In the late 1960’s, a musical group called The Rascals made a song called “Groovin”. It became their most successful hit and is still delightful to listen to.
A few days ago, I heard one of the band’s members Felix Cavaliere doing a cover of the song. Naturally, I kicked my heels did a little strut and started to sing along.
As things would have it, my young granddaughter just happened to walk into the room at the same time. She heard me singling lustfully about “Groovin on a Sunday afternoon.”
She asked me, “Grandpa, what did you do after school or work when you were young?” The days of my youth flashed by in a blink and I began to tell her about how we would spend our afternoons after school or a hard day’s work.
When I lived in the countryside, primary school would end around 2:30 pm since some children had long distances to walk to get home. Many of the children could not afford shoes and attended school barefooted. But that did not prevent them from enjoying their school days.
After school, a group of us would head to the ball field for some cricket or football. We would play but would ensure that we left for home before 5 pm. There was always some little chore which your parents wanted you to do when you got home so as to instill a sense of responsibility. Then you would have a bath and clean up in time for dinner.
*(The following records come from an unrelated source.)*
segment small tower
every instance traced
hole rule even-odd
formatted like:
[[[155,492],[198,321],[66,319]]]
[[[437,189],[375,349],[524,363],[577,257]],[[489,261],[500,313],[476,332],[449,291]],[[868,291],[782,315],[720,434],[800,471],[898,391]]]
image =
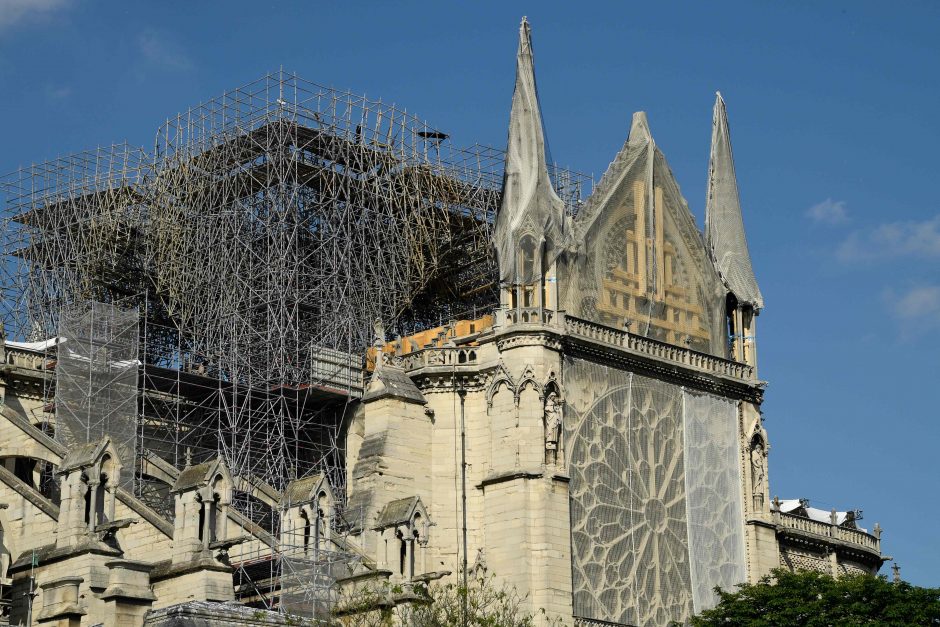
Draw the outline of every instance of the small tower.
[[[718,274],[728,289],[729,356],[753,366],[756,375],[756,318],[764,306],[764,299],[751,267],[731,153],[728,111],[720,93],[716,94],[712,117],[705,240]]]
[[[121,460],[111,438],[70,449],[58,475],[62,500],[56,545],[74,546],[91,536],[97,538],[98,527],[114,520],[121,479]]]
[[[379,568],[392,572],[392,580],[410,581],[424,574],[431,520],[421,497],[398,499],[385,505],[375,523],[379,532]]]
[[[323,475],[291,481],[281,498],[281,552],[316,559],[328,550],[335,499]]]
[[[176,504],[173,563],[211,558],[211,545],[226,537],[232,476],[221,459],[187,466],[171,489]]]
[[[232,567],[223,555],[244,538],[227,536],[228,506],[234,482],[225,462],[215,459],[187,465],[170,490],[176,504],[173,520],[173,554],[151,576],[158,599],[231,601]]]
[[[545,321],[546,311],[558,309],[557,262],[566,231],[564,202],[552,187],[545,163],[532,34],[523,18],[502,203],[493,236],[500,301],[510,323]]]

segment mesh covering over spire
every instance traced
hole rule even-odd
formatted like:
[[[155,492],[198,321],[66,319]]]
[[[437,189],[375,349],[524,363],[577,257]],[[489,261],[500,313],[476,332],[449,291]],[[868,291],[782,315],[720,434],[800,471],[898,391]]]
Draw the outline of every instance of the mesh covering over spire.
[[[519,27],[516,88],[509,118],[502,204],[494,243],[504,283],[534,283],[562,250],[564,202],[555,193],[545,163],[542,114],[535,87],[532,35]]]
[[[722,280],[739,302],[756,309],[764,306],[744,235],[738,183],[731,154],[728,111],[721,94],[715,99],[712,119],[712,149],[708,163],[708,194],[705,203],[705,238]]]

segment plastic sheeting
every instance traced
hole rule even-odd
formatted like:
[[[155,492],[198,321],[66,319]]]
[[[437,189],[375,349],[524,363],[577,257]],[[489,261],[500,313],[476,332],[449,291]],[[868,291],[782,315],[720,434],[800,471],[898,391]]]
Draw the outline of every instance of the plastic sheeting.
[[[682,424],[689,565],[696,612],[747,579],[737,403],[684,391]]]
[[[56,439],[66,446],[111,436],[121,485],[134,481],[137,443],[137,308],[92,302],[63,312],[56,364]]]
[[[574,615],[665,625],[746,578],[734,401],[565,361]]]
[[[727,356],[724,295],[646,116],[574,221],[562,284],[568,314]]]
[[[512,285],[538,283],[543,269],[564,249],[565,205],[552,187],[545,162],[532,35],[525,20],[519,27],[504,176],[493,235],[499,278]]]
[[[712,118],[712,149],[708,163],[708,190],[705,204],[705,237],[715,257],[718,271],[738,301],[756,309],[764,306],[751,267],[744,234],[741,200],[734,173],[728,111],[721,94],[715,99]]]

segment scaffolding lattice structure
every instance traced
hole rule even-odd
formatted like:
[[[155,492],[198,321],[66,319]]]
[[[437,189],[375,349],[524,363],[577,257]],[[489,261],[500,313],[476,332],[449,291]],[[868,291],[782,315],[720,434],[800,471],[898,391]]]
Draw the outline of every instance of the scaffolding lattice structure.
[[[373,322],[407,334],[495,305],[503,159],[269,74],[168,120],[152,153],[115,145],[0,182],[0,315],[11,338],[45,339],[77,303],[137,307],[137,496],[171,517],[187,453],[221,455],[236,508],[278,537],[291,479],[323,473],[341,510],[339,428]],[[552,176],[576,211],[588,179]],[[257,564],[275,580],[291,561]]]

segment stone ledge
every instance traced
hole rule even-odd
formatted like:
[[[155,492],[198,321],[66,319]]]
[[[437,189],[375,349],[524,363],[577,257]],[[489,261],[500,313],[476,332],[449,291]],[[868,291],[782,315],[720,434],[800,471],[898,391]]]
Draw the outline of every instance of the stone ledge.
[[[222,627],[224,625],[287,625],[288,617],[278,612],[259,610],[239,603],[187,601],[150,610],[146,627]]]
[[[36,616],[37,621],[48,621],[55,618],[67,618],[69,616],[81,617],[87,614],[85,609],[78,605],[77,603],[70,603],[64,607],[52,609],[52,610],[43,610],[39,612],[39,615]]]
[[[149,588],[137,588],[133,586],[108,586],[101,595],[104,601],[121,600],[134,601],[138,603],[149,603],[157,600],[157,595]]]
[[[41,566],[46,566],[52,562],[58,562],[70,557],[77,557],[86,553],[94,555],[106,555],[108,557],[120,557],[123,553],[117,549],[109,547],[107,544],[94,538],[86,538],[82,542],[73,546],[56,547],[55,544],[47,544],[36,549],[36,561]],[[8,573],[10,575],[26,570],[32,565],[32,550],[24,551],[13,564],[10,565]]]
[[[777,538],[778,541],[791,542],[797,546],[815,547],[826,551],[835,551],[838,554],[849,555],[864,561],[878,562],[879,565],[885,561],[878,551],[839,538],[821,536],[800,529],[777,527]]]
[[[179,577],[188,573],[194,573],[200,570],[210,570],[220,573],[231,573],[232,567],[215,560],[212,557],[200,557],[189,562],[174,564],[170,560],[157,562],[154,564],[153,572],[150,575],[150,582],[156,583],[164,579]]]

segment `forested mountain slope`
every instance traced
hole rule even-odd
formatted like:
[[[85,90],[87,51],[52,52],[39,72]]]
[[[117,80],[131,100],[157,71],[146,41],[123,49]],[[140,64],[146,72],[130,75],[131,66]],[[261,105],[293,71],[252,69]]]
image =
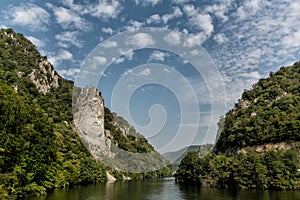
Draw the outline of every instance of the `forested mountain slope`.
[[[300,139],[300,62],[245,91],[225,117],[216,150]]]
[[[218,123],[213,152],[189,152],[177,181],[206,187],[300,188],[300,62],[245,91]]]
[[[29,40],[11,29],[0,31],[0,199],[103,182],[106,171],[122,179],[123,173],[97,162],[83,145],[74,126],[72,94],[73,82],[59,76]],[[126,137],[107,108],[102,123],[120,148],[154,151],[147,140]],[[125,175],[169,173],[165,168]]]

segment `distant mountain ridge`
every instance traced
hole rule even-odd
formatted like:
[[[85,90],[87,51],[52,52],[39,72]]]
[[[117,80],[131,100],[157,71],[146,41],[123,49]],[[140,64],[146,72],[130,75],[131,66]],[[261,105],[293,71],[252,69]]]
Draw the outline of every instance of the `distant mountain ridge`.
[[[180,164],[181,160],[186,156],[190,151],[195,151],[199,156],[203,157],[213,149],[213,144],[203,144],[203,145],[191,145],[185,148],[182,148],[178,151],[166,152],[162,155],[168,159],[173,166]]]

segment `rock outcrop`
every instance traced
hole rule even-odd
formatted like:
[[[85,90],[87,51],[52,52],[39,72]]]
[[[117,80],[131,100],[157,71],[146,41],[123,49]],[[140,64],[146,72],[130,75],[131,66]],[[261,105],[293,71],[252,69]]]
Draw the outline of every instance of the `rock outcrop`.
[[[82,89],[73,111],[77,132],[94,158],[112,158],[111,140],[104,131],[104,101],[99,91],[93,86]]]
[[[58,74],[45,58],[40,60],[39,68],[33,69],[28,77],[35,84],[38,91],[43,94],[48,93],[51,87],[59,87]]]

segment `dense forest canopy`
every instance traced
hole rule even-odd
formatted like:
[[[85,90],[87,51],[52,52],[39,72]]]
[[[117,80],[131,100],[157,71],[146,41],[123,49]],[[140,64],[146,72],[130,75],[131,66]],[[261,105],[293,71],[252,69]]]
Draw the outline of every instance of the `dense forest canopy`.
[[[300,62],[245,91],[226,114],[217,151],[300,139]]]
[[[218,123],[213,152],[189,152],[177,181],[206,187],[300,188],[300,62],[242,94]]]

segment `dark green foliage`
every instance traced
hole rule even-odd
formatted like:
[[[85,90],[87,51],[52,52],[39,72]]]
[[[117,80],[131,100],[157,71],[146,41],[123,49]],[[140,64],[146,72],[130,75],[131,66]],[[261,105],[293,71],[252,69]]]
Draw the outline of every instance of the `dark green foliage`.
[[[244,105],[243,105],[244,104]],[[300,62],[245,91],[226,114],[217,151],[300,139]]]
[[[182,159],[175,177],[180,182],[201,183],[201,159],[197,152],[190,151]]]
[[[131,179],[143,179],[168,177],[172,175],[171,167],[167,166],[168,161],[157,153],[148,141],[142,135],[137,133],[125,119],[112,113],[108,108],[105,108],[104,128],[106,131],[110,132],[110,139],[116,147],[128,152],[139,153],[132,157],[128,155],[128,159],[125,160],[123,159],[123,154],[116,153],[116,160],[125,161],[125,163],[120,163],[122,167],[135,168],[136,171],[139,171],[141,163],[147,163],[153,166],[165,165],[165,167],[159,170],[146,173],[124,173],[125,176],[129,176]],[[147,155],[143,155],[143,153],[147,153]],[[121,172],[113,170],[112,174],[116,176],[115,178],[122,179]]]
[[[46,58],[30,41],[11,29],[0,30],[0,199],[43,195],[54,188],[107,179],[107,169],[90,155],[74,131],[72,92],[80,89],[58,76],[58,87],[40,93],[28,75],[36,70],[36,77],[51,81],[49,73],[41,73],[41,62]],[[51,65],[44,67],[53,70]],[[106,109],[105,127],[115,144],[132,152],[154,151],[145,138],[124,136],[114,119]],[[169,172],[166,168],[149,175],[129,175],[145,178]]]
[[[21,34],[0,31],[0,199],[106,181],[73,130],[73,83],[59,77],[44,95],[28,78],[41,60]]]
[[[267,151],[247,148],[238,155],[210,153],[204,158],[189,153],[180,163],[175,177],[179,182],[205,187],[233,189],[299,189],[297,180],[299,150]]]
[[[299,189],[300,62],[282,67],[221,118],[214,153],[187,156],[176,173],[180,182],[208,187]],[[284,143],[281,150],[258,145]],[[240,151],[239,151],[240,150]]]
[[[108,108],[105,108],[104,128],[110,131],[112,135],[110,139],[120,149],[133,153],[149,153],[154,151],[154,148],[142,135],[138,134],[122,117],[110,112]],[[129,131],[124,134],[120,128],[124,130],[128,129]]]

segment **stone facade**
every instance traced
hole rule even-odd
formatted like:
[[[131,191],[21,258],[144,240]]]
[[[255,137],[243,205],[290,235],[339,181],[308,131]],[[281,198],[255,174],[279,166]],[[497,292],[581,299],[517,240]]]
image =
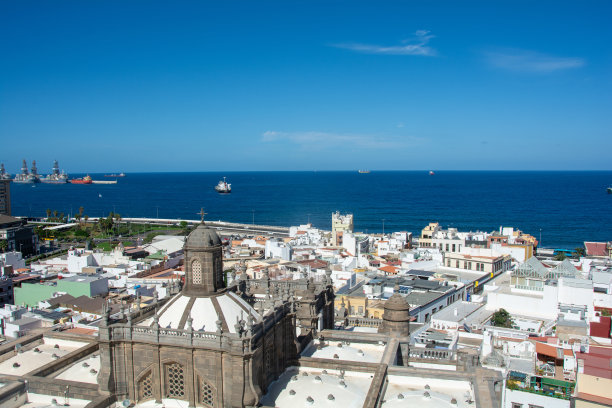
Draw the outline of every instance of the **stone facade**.
[[[175,398],[190,407],[256,406],[268,385],[297,363],[303,345],[319,329],[333,328],[329,277],[318,285],[306,279],[271,281],[267,274],[249,280],[242,269],[238,277],[232,274],[226,288],[221,248],[213,230],[198,226],[185,242],[181,293],[149,310],[123,312],[114,319],[105,316],[99,332],[100,392],[119,401]],[[227,306],[217,300],[230,292],[244,301],[239,302],[244,313],[235,324]],[[203,304],[197,299],[210,299],[215,309],[196,310],[194,304]],[[162,327],[164,313],[181,301],[184,311],[175,313],[181,315],[180,323]],[[198,313],[216,313],[216,327],[193,327]]]

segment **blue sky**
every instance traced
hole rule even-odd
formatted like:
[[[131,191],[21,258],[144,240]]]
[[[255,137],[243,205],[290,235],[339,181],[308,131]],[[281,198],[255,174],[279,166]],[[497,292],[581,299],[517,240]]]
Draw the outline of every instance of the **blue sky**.
[[[5,1],[0,161],[610,170],[611,17],[608,1]]]

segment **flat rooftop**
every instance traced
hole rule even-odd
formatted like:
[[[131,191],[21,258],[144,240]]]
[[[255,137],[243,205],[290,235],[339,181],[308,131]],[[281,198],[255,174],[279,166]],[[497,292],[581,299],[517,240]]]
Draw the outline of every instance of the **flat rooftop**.
[[[15,344],[17,345],[18,343]],[[84,342],[44,337],[43,344],[39,344],[25,352],[18,352],[17,355],[0,363],[0,374],[25,375],[86,344]],[[58,347],[55,347],[56,345]],[[36,351],[37,349],[38,351]],[[54,357],[54,355],[57,357]]]
[[[289,368],[268,387],[261,403],[272,407],[361,408],[374,374]]]
[[[371,343],[351,343],[340,341],[325,341],[323,348],[318,348],[318,341],[312,341],[302,352],[304,357],[328,358],[344,361],[361,361],[364,363],[379,363],[385,352],[385,346]]]
[[[53,405],[54,402],[57,402],[57,404]],[[91,401],[70,398],[68,402],[70,403],[70,407],[72,408],[84,408]],[[64,399],[64,397],[55,397],[52,395],[42,395],[42,394],[34,394],[31,392],[28,392],[28,402],[25,402],[24,404],[17,405],[17,406],[24,407],[24,408],[49,408],[49,407],[67,406],[67,405],[64,405],[65,403],[66,403],[66,400]]]
[[[431,316],[432,319],[443,320],[447,322],[460,322],[465,317],[471,315],[476,310],[481,308],[482,305],[479,303],[472,303],[466,301],[455,302],[448,307],[440,310]]]
[[[381,407],[399,408],[473,408],[474,393],[468,381],[441,380],[390,375],[389,384]]]
[[[58,380],[79,381],[88,384],[98,383],[100,372],[100,356],[90,355],[70,365],[67,369],[57,374],[54,378]]]

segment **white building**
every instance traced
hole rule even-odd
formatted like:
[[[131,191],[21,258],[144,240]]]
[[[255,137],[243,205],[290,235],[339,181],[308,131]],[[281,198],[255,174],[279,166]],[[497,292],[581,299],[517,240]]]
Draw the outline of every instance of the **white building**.
[[[291,260],[292,248],[290,245],[275,238],[270,238],[266,241],[265,258],[280,258],[285,261]]]
[[[595,315],[593,282],[580,278],[578,270],[565,260],[546,268],[532,257],[503,279],[485,285],[487,309],[506,309],[510,314],[556,319],[559,305],[584,306],[588,318]]]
Dinner was at 6 pm sharp and by 6:30 pm., the dining table had to be cleared for the children of the household to do their homework. Even in the homes of the rich, many children did not have their own desks and homework had to be done at the dining table. By 8:30 pm, the homework would have been finished and my parents would allow us to join them in some game: a card game, LUDO, Snakes and Ladders, draughts or Chinese checkers or the next hour would be spent reading a book, which had to be approved by your parents. Some parents would sit and recap their days while the children listened attentively.
This was the afterschool routine in many households. And the children did not turn out too badly. No one said they had a terrible childhood. You could be poor and still have a wonderful time.
Weekends were a treat. After doing your chores on Saturday morning, you had the rest of the day for yourself that you would spend with your friends or heading to the nearest ball field to either play or watch a competitive game or listen to one over the radio.
In my household, cinema was only allowed once a week, usually on Sundays if you had the money to do so. My parents, like many others tended to feel that too much cinema was not good for your academic development.
The cinema in those days was an experience. There were usually two movies which were shown and the cinema was also a place where you met up with persons. When you were not at the cinema or looking at a sporting event, you could be simply going for a walk and groovin’.
There was no television in those days, no video games and no internet. Life was simple and fulfilling. Children read a lot including comics which were generally discouraged in my household.
These days, television, video games and the smart phone dominate. I have seen some children’s heads buried in their smart phone when being driven home. They hardly take the time to observe the scenery outside. And when they reach home, their heads are still bent and looking at their smart phones.
Of course, there were some children who did not have it that easy. After school, many of them had to go and work on the farm or in the kitchen garden, milk the cow or attend to the livestock. Girls generally had a lot of housework to do.
But there was always time to relate stories, meet up with friends and go for a walk, and in the case of the boys, go for swim in the sideline trench or venture into the backdam.
That was how life was back in the day. You would be surprised at how much got done in the time after school and on weekends. It was not the most prosperous of times but it was, at least for me the best part of growing up.
(The views expressed in this article are those of the author and do not necessarily reflect the opinions of this newspaper.)